新約聖書 ルカによる福音書 15章8~10節

金度亨によるメッセージ

15章8節。ある女性が一つのドラクメ銀貨をなくしました。それを探すために家を掃き、見つけるまで、念を入れて探しています。ようやく、探しまして、とてもうれしくてたまりませんでした。それで、友たちや近所の女性たちを呼んで、楽しいパーティまで開きました。それだけ、高いものだっだからでしょうか。一つのドラクメ銀貨は、当時の男性労働者の一日賃金に値しますから、日本円で換算すると、高くても5千円から1万円ぐらいかなと思います。近所の人々まで招いてパーティを開いたので、その費用はもっとかかったはずですよね。どう考えても損するパーティですよね。

しかし、当時のパレスチナ地域では、この銀貨はとても大事な意味があり、特に女性にとってとても大切なものであることが分かりました。調べてみたら、この銀貨は婚約式の指輪のような物でした。

男性は10個のドラクメ銀貨を婚約者にあげます。
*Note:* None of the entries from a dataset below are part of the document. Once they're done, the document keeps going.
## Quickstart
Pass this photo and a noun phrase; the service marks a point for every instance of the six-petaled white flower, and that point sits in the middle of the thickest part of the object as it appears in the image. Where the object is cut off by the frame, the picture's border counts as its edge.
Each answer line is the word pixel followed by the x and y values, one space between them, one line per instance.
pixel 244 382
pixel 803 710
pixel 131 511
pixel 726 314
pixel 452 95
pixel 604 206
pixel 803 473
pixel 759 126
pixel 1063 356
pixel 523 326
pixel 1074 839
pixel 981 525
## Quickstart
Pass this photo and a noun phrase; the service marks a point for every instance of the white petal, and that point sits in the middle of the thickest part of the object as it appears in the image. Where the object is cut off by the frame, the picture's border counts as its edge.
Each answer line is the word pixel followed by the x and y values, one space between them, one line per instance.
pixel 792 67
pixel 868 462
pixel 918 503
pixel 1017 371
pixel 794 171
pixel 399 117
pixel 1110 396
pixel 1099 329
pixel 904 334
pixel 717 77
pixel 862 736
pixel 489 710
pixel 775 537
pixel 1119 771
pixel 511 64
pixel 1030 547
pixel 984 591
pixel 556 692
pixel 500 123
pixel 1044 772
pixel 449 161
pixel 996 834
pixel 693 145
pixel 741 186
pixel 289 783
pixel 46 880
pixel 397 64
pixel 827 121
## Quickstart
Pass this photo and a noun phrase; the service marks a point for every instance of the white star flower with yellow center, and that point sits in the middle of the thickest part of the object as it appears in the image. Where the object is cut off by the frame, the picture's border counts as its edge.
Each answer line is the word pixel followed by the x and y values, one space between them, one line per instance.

これは愛のシンボルでもあって、女性はいただいた10枚の銀貨をネックレスにしたりしながら、大切に管理することで、女性が男性に対する尊敬を表す行為でもありました。たとえば、女性の家が破産しても、その女性の家の全財産が取り押さえられても、この10個のドラクメは、取り上げられることはありませんでした。そのぐらい大切であるとみんな知っていたのです。当時、これを無くしますと、離婚の理由にもなったようです。女性にとって、命のような物でした。その中のドラクメ銀貨一枚を無くしてしまいましたから、必死に家全体を探そうとしたはずです。

日本のように畳部屋でしたら、すぐ見つかりますが、私は11年前にイスラエルに行ったことがあり、本文の当時の家は、部屋の下が土で、その土の中に凸凹の石を敷いて、さらにその上に、藁のようなものを敷いて寝たりしていたので、その石の隙間か、その石の下にあるか、土の中にあるか、分かりません。藁を外して、石を外して、そして土の中を探さなければなりません。それでそれを必死に探している女性の姿が浮かびます。多分、土の中を手で探りながら探し続けるその女性は、埃だらけになります。息が苦しくなるはずです。しかし、そのような苦しみはこの女性には何も問題にはなりません。命のようなこのドラクメ銀貨一枚を、どうしても探さなくてはならないからです。その銀貨一枚が持っている価値を知っているからです。

本文では、探すというギリシャ語は、探してみて、出てこない場合にはあきらめるという意味は一切入っていないようです。探し出すまでいつまでも、探しつづけるという意味の単語が使われています。

本文の中に出てくるこのドラクメ銀貨は、実は当時の徴税人や罪人を指しています。探すのは主イエスで、主イエスがこの世に来られたのは、このような、徴税人や罪人のように、この世で一番悲惨な状態にいる人々を探し出すためです。15章2節を見ると、イエスさまはご自身が探し出した当時の徴税人や罪人たちを迎えて、宴会で、嬉しくて嬉しくて、とても喜んでいるはずです。女性が命のように思っていたこのドラクメを探し、喜んでいる姿が主イエスの姿であるからです。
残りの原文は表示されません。